Definitions: BLACK MONDAY

BLACK MONDAY

1. The first Monday after the holidays; -- so called by English schoolboys.

2. Easter Monday, so called from the severity of that day in 1360, which was so unusual that many of Edward III.'s soldiers, then before Paris, died from the cold.

Source: Webster's Revised Unabridged Dictionary (1913)
 


Specialty Definitions: BLACK MONDAY

DomainDefinitions

Literature

Black Monday Easter Monday, April 14th, 1360, was so called. Edward III. was with his army lying before Paris, and the day was so dark, with mist and hail, so bitterly cold and so windy, that many of his horses and men died. Monday after Easter holidays is called "Black Monday," in allusion to this fatal day.

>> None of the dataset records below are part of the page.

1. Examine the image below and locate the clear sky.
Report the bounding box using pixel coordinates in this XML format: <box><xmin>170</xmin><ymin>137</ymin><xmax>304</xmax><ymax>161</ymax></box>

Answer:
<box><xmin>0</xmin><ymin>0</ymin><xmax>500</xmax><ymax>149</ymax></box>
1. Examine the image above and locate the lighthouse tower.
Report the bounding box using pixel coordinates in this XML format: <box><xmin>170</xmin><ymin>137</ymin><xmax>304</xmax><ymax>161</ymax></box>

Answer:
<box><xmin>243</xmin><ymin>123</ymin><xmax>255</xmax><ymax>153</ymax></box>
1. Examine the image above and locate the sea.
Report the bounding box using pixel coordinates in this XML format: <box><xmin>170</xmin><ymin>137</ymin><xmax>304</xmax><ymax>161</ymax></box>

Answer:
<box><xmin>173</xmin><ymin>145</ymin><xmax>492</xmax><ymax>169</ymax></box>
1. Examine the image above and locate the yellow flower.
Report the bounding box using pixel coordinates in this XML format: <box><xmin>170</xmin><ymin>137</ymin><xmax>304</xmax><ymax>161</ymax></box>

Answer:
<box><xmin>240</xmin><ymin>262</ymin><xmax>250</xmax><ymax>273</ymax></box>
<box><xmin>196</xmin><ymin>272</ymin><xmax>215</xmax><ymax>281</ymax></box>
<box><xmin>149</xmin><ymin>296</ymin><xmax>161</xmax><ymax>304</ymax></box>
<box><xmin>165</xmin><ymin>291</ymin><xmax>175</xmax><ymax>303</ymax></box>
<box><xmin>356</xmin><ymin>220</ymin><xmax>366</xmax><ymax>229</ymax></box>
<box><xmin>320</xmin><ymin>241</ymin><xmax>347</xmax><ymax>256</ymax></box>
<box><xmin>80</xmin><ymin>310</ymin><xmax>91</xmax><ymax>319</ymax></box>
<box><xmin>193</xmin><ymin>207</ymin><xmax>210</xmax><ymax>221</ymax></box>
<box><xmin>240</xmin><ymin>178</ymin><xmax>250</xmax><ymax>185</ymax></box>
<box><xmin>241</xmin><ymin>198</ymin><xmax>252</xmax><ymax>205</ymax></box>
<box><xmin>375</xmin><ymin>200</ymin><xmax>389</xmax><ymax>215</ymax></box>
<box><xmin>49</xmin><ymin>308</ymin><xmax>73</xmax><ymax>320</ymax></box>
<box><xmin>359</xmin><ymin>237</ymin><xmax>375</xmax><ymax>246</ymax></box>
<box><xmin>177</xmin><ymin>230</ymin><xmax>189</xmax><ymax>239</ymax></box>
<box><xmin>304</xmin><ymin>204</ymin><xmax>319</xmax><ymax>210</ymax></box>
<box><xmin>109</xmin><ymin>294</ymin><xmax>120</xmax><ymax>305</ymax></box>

Launcelot says:
"It was not for nothing that my nose fell a- bleeding on Black Monday last, at six o'clock i' the morning."- Shakespeare: Merchant of Venice, ii. 5.
February 27th, 1865, was so called in Melbourne from a terrible sirocco from the N.N.W., which produced dreadful havoc between Sandhurst and Castlemaine.
Black Monday. In schoolboy phraseology is the first Monday after the holidays are over, when lessons begin again. Source: Brewer's Dictionary.

Slang in 1811

BLACK MONDAY. The first Monday after the school-boys holidays, or breaking up, when they are to go to school, and produce or repeat the tasks set them. Source: 1811 Dictionary of the Vulgar Tongue.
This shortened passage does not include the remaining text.